LOCI {DDoutlier} | R Documentation |
Local Correlation Integral (LOCI) algorithm with constant nearest neighbor parameter
Description
Function to calculate Local Correlation Integral (LOCI) as an outlier score for observations. Suggested by Papadimitriou, S., Gibbons, P. B., & Faloutsos, C. (2003). Uses a k number of nearest neighbors instead of a constant radius
Usage
LOCI(dataset, alpha = 0.5, nn = 20, k = 3)
Arguments
dataset |
The dataset for which observations have a LOCI returned |
alpha |
The parameter setting the size of the sampling neighborhood, as a proportion of the counting neighborhood, for observations to identify other observations in their respective neighborhood. An alpha of 1 equals a sampling neighborhood the size of the counting neighborhood (the size of distance to nn). An alpha of 0.5 equals a sampling neighborhood half the size of the counting neighborhood |
nn |
The number of nearest neighbors to compare sampling neighborhood with. Original paper suggest a constant user-given radius that includes at least 20 neighbors in order to introduce statistical errors in MDEF. Default is 20 |
k |
The number of standard deviations the sampling neighborhood of an observation should differ from the sampling neighborhood of neighboring observations, to be an outlier. Default is set to 3 as used in original papers experiments |
Details
LOCI computes a counting neighborhood to the nn nearest observations, where the radius is equal to the outermost observation. Within the counting neighborhood each observation has a sampling neighborhood of which the size is determined by the alpha input parameter. LOCI returns an outlier score based on the standard deviation of the sampling neighborhood, called the multi-granularity deviation factor (MDEF). The LOCI function is useful for outlier detection in clustering and other multidimensional domains
Value
npar_pi |
A vector of the number of observations within the sample neighborhood for observations |
avg_npar |
A vector of average number of observations within the sample neighborhood for neighboring observations |
sd_npar |
A vector of standard deviations for observations sample neighborhood |
MDEF |
A vector of the multi-granularity deviation factor (MDEF) for observations. The greater the MDEF, the greater the outlierness |
norm_MDEF |
A vector of normalized MDEF-values, being sd_npar/avg_npar |
class |
Classification of observations as inliers/outliers following the rule of k |
Author(s)
Jacob H. Madsen
References
Papadimitriou, S., Gibbons, P. B., & Faloutsos, C. (2003).
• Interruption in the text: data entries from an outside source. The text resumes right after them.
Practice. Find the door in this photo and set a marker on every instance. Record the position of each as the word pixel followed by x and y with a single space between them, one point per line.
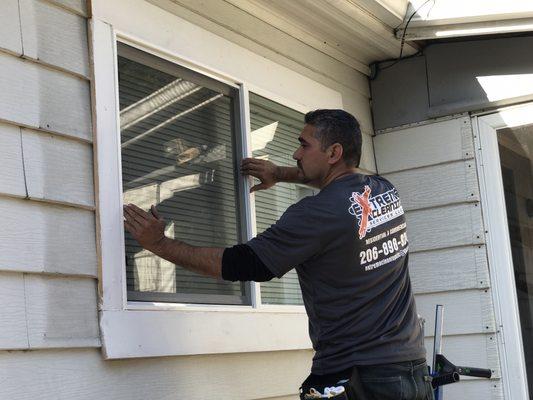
pixel 505 154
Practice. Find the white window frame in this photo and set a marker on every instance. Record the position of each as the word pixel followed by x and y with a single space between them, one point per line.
pixel 498 244
pixel 148 329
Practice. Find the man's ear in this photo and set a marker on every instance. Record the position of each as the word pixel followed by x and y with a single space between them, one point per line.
pixel 335 153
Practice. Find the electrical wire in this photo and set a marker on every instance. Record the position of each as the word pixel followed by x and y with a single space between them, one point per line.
pixel 402 43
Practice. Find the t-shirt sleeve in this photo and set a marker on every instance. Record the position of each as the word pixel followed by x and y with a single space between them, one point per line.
pixel 296 237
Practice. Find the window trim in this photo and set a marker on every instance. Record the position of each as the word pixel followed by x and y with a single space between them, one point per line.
pixel 133 329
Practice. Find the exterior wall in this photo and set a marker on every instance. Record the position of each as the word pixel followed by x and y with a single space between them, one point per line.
pixel 420 104
pixel 433 166
pixel 48 262
pixel 451 78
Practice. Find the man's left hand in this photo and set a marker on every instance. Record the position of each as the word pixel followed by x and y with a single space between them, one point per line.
pixel 147 228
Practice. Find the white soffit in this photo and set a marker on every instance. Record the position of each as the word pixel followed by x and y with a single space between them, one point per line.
pixel 455 18
pixel 353 32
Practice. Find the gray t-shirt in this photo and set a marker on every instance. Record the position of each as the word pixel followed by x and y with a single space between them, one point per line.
pixel 349 247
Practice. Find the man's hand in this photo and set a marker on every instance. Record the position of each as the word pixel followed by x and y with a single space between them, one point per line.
pixel 147 228
pixel 266 171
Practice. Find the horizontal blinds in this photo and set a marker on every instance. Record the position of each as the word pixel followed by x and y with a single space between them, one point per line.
pixel 275 130
pixel 177 153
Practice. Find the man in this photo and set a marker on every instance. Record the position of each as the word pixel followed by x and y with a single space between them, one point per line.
pixel 349 247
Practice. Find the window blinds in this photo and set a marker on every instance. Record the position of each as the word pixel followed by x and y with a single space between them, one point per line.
pixel 177 143
pixel 275 130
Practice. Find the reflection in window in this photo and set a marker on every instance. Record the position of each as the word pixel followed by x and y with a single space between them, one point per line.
pixel 177 131
pixel 275 131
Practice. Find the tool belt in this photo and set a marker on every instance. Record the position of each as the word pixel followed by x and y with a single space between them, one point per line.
pixel 347 389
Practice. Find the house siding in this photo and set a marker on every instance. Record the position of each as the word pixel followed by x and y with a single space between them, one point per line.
pixel 50 346
pixel 433 166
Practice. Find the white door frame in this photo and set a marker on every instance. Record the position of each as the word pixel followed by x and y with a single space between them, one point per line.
pixel 505 300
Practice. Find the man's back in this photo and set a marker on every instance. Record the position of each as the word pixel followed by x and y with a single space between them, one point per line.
pixel 350 249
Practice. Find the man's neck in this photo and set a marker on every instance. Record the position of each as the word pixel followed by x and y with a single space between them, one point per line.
pixel 336 174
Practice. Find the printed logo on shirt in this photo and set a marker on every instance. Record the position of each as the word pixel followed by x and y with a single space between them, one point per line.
pixel 373 211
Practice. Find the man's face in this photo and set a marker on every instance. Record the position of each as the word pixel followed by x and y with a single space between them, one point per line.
pixel 311 160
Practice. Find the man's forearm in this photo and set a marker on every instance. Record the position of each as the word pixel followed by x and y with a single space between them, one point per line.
pixel 202 260
pixel 290 174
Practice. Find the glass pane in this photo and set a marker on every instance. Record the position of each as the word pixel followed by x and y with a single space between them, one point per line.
pixel 275 131
pixel 177 153
pixel 516 151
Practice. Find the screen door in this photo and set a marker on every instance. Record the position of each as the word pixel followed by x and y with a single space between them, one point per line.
pixel 506 152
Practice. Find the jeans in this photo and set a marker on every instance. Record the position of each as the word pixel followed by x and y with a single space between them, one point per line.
pixel 397 381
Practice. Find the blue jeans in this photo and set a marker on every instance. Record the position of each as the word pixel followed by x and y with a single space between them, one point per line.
pixel 396 381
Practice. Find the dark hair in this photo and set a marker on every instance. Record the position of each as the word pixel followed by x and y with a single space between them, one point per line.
pixel 337 126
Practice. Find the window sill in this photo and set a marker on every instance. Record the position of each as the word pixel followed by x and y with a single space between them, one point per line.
pixel 148 333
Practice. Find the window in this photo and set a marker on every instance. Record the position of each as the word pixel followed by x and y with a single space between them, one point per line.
pixel 179 139
pixel 274 131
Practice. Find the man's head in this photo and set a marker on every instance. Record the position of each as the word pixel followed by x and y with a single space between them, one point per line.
pixel 330 140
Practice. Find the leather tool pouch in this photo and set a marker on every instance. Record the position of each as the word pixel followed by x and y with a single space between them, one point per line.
pixel 353 389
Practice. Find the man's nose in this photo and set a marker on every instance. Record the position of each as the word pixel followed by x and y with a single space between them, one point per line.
pixel 296 155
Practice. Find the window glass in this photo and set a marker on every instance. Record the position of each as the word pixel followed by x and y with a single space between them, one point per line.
pixel 177 144
pixel 275 131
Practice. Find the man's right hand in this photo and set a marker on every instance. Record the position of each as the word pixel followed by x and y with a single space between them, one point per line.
pixel 265 171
LOCI: Fast Outlier Detection Using the Local Correlation Integral. In International Conference on Data Engineering. pp. 315-326. DOI: 10.1109/ICDE.2003.1260802
Examples
# Create dataset
X <- iris[,1:4]
# Classify observations
cls_observations <- LOCI(dataset=X, alpha=0.5, nn=20, k=1)$class
# Remove outliers from dataset
X <- X[cls_observations=='Inlier',]